Yesterday (7th May), Microsoft announced that it’s to close several studios under its control, including Tango Gameworks, makers of The Evil Within and the joyous Hi-Fi Rush, and Arkane Austin, a developer whose work includes Dishonored, Prey and last year’s Redfall.

Evidently still processing the decision, Harvey Smith, the co-director of Redfall, has taken to Twitter to write a lengthy post on the studio’s history and achievements. It places a movingly human angle on a cold business decision – and emphasises just how sudden the announcement was.

“Yesterday, as we packed up and reassured one another,” Smith wrote, “I spent time with people who were part of crafting Redfall, Dishonored 1, and Prey, yes, but prior to that Deus Ex, Ultima, and countless other games that left a mark on me.”

Smith had spent some 16 years at the studio, switching roles and locations between its offices in Lyon and Austin.

“We connected to Bethesda, made Dishonored, the Knife of Dunwall, the Brigmore Witches,” Smith wrote. “The number of difficulties along the way could fill a book. But the number of glorious, hilarious moments could fill ten. We segregated the two teams, I moved to Lyon for 4 years, where we made Dishonored 2 and Death Of The Outsider. While Raf, Ricardo and many others including key Redfall leads stayed in Austin and created Prey and Mooncrash.”

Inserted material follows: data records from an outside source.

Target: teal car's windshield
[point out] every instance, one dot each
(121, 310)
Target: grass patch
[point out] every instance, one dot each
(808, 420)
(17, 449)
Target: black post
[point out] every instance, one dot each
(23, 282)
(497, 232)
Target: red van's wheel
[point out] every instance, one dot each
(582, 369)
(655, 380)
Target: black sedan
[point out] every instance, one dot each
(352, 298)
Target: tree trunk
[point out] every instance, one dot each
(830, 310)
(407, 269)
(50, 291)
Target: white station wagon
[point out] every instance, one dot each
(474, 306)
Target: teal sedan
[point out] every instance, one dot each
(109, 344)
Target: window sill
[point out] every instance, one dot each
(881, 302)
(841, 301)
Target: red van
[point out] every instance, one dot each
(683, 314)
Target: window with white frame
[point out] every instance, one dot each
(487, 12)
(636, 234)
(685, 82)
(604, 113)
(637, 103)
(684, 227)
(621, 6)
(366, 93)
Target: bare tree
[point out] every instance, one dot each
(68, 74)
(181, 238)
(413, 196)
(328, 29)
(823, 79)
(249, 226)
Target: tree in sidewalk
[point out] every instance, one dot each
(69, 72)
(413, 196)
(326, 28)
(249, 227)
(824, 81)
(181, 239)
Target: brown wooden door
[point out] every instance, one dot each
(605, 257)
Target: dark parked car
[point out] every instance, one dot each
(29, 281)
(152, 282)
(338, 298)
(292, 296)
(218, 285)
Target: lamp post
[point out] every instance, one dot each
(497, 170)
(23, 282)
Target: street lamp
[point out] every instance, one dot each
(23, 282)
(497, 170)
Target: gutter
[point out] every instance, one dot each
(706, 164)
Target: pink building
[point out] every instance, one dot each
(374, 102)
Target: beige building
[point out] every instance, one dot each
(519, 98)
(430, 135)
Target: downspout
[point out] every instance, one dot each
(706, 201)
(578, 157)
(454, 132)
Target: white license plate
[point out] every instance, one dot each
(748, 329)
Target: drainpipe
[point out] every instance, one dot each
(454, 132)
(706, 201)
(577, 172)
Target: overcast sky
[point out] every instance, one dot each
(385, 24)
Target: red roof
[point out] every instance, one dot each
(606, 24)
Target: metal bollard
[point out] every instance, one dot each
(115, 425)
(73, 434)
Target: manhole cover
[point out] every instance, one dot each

Sadly, the reception to Redfall – partly made, as Smith points out, during the pandemic – may have placed Arkane Austin in Microsoft’s crosshairs. Development on the multiplayer shooter was troubled, by several accounts, and the resulting game was poorly-received enough that Xbox boss Phil Spencer took the unusual step of expressing how “disappointed” he was with its scores shortly after launch.

All the same, Arkane is a hugely talented studio, and part of the problem with Redfall was that it was reportedly a project forced on the team following the superb yet slow-selling single-player shooter, Prey.

Smith’s thought on the closure arose as reports emerged that Arkane Austin had been working on a major update for Redfall, scheduled for this month, when Microsoft suddenly cancelled both the game and the studio that made it.

Microsoft has put the closures down to a “reprioritization of titles and resources.” Smith’s words are a reminder of the human cost behind all the corporate jargon.